Putting those numbers through the PS formula, I get right at 21.0 ft/sec. According to the linked thread this is too high. If 18.1 ft/sec is ideal, then I would need to drop my cruising RPM's down to the 1760ish range. 16.4 ft/sec is around 1600 rpm and 19.8 ft/sec is around 1940 rpm.

If all my assumptions and math are accurate, it looks like I would need to drop to a rear axle gear of 3.55 and keep my slightly oversized tires to run 55 MPH at 1790 rpm.

Any insight or advice would be greatly appreciated.

[aerohead]

Quote:

Originally Posted by hat_man

I'm going to assume that the given range of 16.4-19.8 ft/sec is plotted as a bell curve and will have the midpoint (18.1 ft/sec) as ideal and giving diminishing returns down both sides. Please correct me if I'm wrong.

The stroke on my Ranger is 94mm (3.7 inches)
My RPM's at 55 MPH are just over 2K (I'll call it 2050)

Putting those numbers through the PS formula, I get right at 21.0 ft/sec.

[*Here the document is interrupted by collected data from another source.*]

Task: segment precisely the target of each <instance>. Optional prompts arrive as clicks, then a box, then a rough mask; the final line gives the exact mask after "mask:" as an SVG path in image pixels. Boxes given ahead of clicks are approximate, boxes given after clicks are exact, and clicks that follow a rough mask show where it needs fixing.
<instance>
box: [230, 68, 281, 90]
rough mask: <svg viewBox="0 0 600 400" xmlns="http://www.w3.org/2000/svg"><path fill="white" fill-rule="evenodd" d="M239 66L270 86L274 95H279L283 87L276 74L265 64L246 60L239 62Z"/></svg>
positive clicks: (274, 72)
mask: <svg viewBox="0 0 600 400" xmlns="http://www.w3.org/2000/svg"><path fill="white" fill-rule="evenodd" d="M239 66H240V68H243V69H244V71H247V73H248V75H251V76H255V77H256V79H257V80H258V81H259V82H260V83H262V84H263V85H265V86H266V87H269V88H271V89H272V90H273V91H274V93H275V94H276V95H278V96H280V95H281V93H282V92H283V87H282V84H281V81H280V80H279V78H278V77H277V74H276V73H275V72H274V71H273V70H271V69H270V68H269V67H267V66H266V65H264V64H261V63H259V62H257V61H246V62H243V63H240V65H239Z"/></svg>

According to the linked thread this is too high. If 18.1 ft/sec is ideal, then I would need to drop my cruising RPM's down to the 1760ish range. 16.4 ft/sec is around 1600 rpm and 19.8 ft/sec is around 1940 rpm.

If all my assumptions and math are accurate, it looks like I would need to drop to a rear axle gear of 3.55 and keep my slightly oversized tires to run 55 MPH at 1790 rpm.

Any insight or advice would be greatly appreciated.

I don't believe that it's a purely Gaussian distribution. Some engine parameters vary linearly with rpm, while some geometrically.
So the curve would be 'skewed', just as in aerodynamics / hydrodynamics.
You need the BSFC map. That will tell you where the island of highest efficiency is, and the parameters associated with that island. If you can get the engine to that 'load', at that rpm, your 'ideal' surface-feet-per-minute with the piston rings will be achieved by default.
My grandad's 1961 Dodge D-100 got 11-mpg at 50-mph,and a top-speed of 50-mph, with bias-ply tires, three-on-tree 1:1 transmission, and 4.56:1 rear axle.
By arbitrarily swapping in a 1977 Dodge D-100, 4-speed overdrive, and 3.50 rear axle, plus all-season steel radials, she happened to go to 16-mpg, at 65-mph.
Then the aerodynamics pushed her to 21.5-mpg at 65-mph. Nearly a 'doubling' of her original mileage. And an indicated 100-mph, between White Sands, New Mexico and the missile range.
There was no 'science' involved. It happened to work out as HOT ROD Magazine implied it might. With a lot of $$$$$$$$$$$$$$ I could probably 'optimize' her performance, but that's outside the scale of the project.

[Enki]

Have some somewhat useful anecdotal evidence, despite current condition of my car.

The core engine mods:
Destroked from 2.26 L to 1.99 L
Long custom rods (ratio is 1.92:1 IIRC; I would reduce this to 1.8:1 or so)
High compression pistons (12.3:1)

On the head:
Custom cams, but I don't think they were done properly
Bowl work
Gasket matching and porting on the exhaust side

Others:
Modified stock intake manifold
Tubular exhaust manifold
Larger turbocharger
Larger turboback exhaust
Full E85 for fuel on stock injectors

More info:
The rings that came with the pistons aren't great, and the ringlands might also be damaged due to testing I shouldn't have done for the company that makes the tuning software I use.

Currently, I'm getting better than stock MPG (~25-28) on full E85, while the engine requires two quarts of oil per tank of fuel due to low compression (lots of smoke) so I'm sure it would be even better if I wasn't wasting cylinder pressure.

I think the compression ratio is what really gets the most bang for the buck as far as MPG goes, but if your only choice is to build the engine around the gearing for your transmission and the driving you do, I think you *can* optimize your rod ratio to hit the sweet spot of BMEP VS RPM that way (combined with other mods, of course). Kind of an expensive way to do it, but seems at least feasible.